The cryptocurrency itself has its own specific characteristics. Among them, it is worth mentioning the following:
- Decentralization: Bitcoin is the first distributed virtual currency in which the entire network consists of users and without any central bank. Decentralization is a guarantee of Bitcoin’s security and freedom.
- Worldwide circulation: Bitcoins can be managed from any computer with Internet access. Anyone can mine, buy, sell or receive bitcoins, no matter where they are.
- Proprietary property: A private key is required to manipulate bitcoins, which can be stored in isolation on any storage medium. No one has access to it except the user himself.
- Low transaction fees: Bitcoins can be transferred for free, but eventually a fee of about 1 bitcent will be charged for each transaction to ensure faster processing.
- No hidden costs: as a means of payment from point A to point B, bitcoin has no onerous limits on amounts or paperwork. Payments can be made by knowing the bitcoin address of the other party.
- Cross-platform mining: users can use the computing power of different hardware on multiple platforms.
Bitcoin – what advantages does it have?
- Completely decentralized, there is no issuer and no way to manipulate the number of issues. Its issuance and circulation is done through an open-source P2P algorithm.
- Anonymous, free of taxes and regulation.
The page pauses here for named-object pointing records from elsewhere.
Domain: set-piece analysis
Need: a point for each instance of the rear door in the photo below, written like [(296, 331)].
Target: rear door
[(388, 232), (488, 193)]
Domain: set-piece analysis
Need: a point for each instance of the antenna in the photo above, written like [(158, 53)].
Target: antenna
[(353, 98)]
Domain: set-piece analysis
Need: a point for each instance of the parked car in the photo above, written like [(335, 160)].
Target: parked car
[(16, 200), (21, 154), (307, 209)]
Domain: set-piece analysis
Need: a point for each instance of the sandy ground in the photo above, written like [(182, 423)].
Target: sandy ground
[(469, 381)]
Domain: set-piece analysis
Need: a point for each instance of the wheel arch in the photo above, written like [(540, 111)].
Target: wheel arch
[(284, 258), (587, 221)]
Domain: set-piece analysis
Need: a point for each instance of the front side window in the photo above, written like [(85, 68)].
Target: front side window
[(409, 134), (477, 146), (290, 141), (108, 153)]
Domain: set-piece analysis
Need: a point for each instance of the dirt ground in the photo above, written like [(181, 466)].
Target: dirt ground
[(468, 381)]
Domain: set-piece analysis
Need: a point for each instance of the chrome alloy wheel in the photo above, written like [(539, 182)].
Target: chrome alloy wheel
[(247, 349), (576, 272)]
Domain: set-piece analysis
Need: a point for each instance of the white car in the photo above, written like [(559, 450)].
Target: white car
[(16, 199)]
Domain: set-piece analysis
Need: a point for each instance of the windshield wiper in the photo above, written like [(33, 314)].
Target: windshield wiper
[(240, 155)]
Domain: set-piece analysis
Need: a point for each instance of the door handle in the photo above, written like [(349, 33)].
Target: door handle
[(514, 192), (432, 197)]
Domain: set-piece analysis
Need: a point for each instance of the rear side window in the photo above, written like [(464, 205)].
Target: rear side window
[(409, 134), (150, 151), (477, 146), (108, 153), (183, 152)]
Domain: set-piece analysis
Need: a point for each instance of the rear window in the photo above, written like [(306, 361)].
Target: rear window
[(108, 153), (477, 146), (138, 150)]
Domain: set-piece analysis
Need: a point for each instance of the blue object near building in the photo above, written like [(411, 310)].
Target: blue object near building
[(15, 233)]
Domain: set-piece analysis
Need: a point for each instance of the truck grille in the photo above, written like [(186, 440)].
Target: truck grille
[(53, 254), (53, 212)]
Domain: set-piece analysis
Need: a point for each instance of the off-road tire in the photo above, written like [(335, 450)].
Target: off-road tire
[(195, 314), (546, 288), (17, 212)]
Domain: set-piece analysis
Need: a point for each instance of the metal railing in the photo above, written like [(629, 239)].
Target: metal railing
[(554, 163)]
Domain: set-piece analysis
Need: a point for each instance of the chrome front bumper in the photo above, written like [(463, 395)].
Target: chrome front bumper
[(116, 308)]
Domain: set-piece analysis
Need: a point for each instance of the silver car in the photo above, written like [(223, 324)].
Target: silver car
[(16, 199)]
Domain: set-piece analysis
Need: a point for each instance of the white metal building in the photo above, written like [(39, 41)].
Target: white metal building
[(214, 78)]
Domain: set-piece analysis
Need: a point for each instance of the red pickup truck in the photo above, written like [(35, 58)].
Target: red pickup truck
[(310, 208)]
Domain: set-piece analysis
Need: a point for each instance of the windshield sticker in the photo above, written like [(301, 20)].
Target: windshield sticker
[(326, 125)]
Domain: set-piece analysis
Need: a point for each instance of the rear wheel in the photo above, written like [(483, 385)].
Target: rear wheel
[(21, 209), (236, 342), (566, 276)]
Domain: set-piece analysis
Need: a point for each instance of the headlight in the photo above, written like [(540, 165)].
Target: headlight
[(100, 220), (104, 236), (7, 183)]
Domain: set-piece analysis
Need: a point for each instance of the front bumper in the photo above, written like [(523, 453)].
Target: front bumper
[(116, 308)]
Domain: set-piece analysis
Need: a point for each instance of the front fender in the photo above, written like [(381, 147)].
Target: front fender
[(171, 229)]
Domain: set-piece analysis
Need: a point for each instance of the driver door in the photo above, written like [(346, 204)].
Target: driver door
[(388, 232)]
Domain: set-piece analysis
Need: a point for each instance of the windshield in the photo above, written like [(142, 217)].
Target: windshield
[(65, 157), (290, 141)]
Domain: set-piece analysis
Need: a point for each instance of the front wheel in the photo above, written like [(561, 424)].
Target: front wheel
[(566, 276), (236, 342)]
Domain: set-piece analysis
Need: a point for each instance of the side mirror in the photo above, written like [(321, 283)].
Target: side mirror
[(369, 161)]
- It is characterized by robustness. Bitcoin is based entirely on the P2P network, there is no issuing center, so it cannot be externally shut down. The price of Bitcoin may fluctuate, crash, and many governments may declare it illegal, but Bitcoin and the vast P2P network will not disappear.
- No borders – To send money abroad, you go through layers of exchange control agencies, and the transaction history is recorded by multiple parties. But with bitcoin transactions, all you have to do is type in a digital address, click your mouse, wait for the P2P network to confirm the transaction and a large amount of money is on the other side. It doesn’t go through any regulatory authorities and leaves no record of cross-border transactions.
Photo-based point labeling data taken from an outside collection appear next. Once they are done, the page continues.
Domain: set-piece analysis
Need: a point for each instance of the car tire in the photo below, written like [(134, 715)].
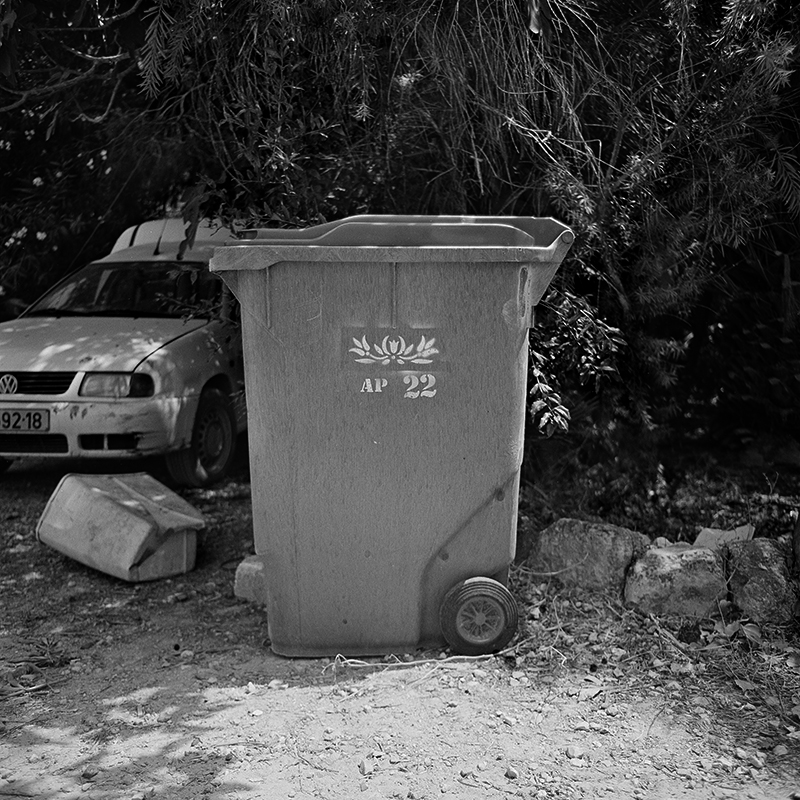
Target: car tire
[(478, 616), (213, 448)]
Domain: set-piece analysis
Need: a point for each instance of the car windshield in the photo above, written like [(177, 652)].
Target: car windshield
[(134, 289)]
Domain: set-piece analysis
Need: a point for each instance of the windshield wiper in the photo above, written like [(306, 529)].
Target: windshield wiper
[(57, 312)]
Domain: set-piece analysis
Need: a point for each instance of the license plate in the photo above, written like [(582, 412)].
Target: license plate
[(24, 420)]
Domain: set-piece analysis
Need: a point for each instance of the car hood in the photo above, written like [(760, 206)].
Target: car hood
[(81, 344)]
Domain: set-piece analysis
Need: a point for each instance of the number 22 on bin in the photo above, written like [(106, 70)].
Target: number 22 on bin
[(416, 386)]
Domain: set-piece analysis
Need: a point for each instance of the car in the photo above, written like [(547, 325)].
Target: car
[(136, 354)]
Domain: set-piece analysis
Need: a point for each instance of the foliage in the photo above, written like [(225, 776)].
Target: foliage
[(82, 153), (658, 132)]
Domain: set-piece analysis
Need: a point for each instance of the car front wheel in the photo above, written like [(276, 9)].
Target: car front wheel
[(213, 447)]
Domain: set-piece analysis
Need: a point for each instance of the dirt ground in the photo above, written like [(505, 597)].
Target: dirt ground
[(169, 689)]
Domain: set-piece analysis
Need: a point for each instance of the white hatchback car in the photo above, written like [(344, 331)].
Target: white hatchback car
[(137, 354)]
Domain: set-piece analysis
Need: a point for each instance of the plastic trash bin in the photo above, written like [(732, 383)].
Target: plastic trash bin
[(385, 369)]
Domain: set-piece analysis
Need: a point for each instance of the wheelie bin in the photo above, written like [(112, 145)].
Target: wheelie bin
[(385, 370)]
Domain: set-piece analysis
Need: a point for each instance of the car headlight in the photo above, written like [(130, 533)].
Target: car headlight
[(116, 384)]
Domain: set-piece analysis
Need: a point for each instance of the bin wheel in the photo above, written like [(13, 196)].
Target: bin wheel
[(213, 443), (478, 616)]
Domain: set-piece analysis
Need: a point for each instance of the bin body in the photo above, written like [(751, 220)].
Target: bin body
[(386, 388)]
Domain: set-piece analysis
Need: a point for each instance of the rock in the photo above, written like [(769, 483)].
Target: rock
[(586, 555), (688, 581), (250, 582), (759, 581)]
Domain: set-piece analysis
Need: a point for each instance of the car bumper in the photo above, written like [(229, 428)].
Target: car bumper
[(103, 429)]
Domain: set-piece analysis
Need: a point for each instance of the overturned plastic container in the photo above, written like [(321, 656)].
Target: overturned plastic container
[(129, 526), (385, 367)]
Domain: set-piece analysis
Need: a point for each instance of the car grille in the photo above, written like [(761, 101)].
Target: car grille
[(24, 443), (42, 382)]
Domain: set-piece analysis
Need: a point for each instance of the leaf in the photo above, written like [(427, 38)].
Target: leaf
[(752, 632)]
- Since the Bitcoin algorithm is completely open, anyone can download the source code, change some parameters, transform it and create a new P2P currency. However, these cryptocurrencies are extremely vulnerable to attacks. Any person or organization that controls 51% of the computing power of a P2P currency network can manipulate transactions and currency values at will, which can be devastating to P2P currencies. Many cryptocurrencies have died this way. The Bitcoin network is already so robust that the number of CPUs/GPUs required to control 51% of the Bitcoin network’s computing power would be astronomical.
Bitcoin’s drawbacks
- Vulnerability of the trading platform – While Bitcoin’s network is robust, its trading platform is fragile. Such a platform is usually a website, and such a solution is susceptible to being hacked or shut down by authorities.
- The price is extremely volatile – The large number of speculators involved has caused the price of bitcoin to fall and rise like a rollercoaster. This makes bitcoin more suitable for speculation than anonymous trading.
- Popular lack of understanding of the rules and resistance from traditional financial practitioners – Active Internet users understand how P2P networks work and know that bitcoin cannot be manipulated or controlled by humans. In the eyes of traditional financial practitioners, an issuerless currency is worthless.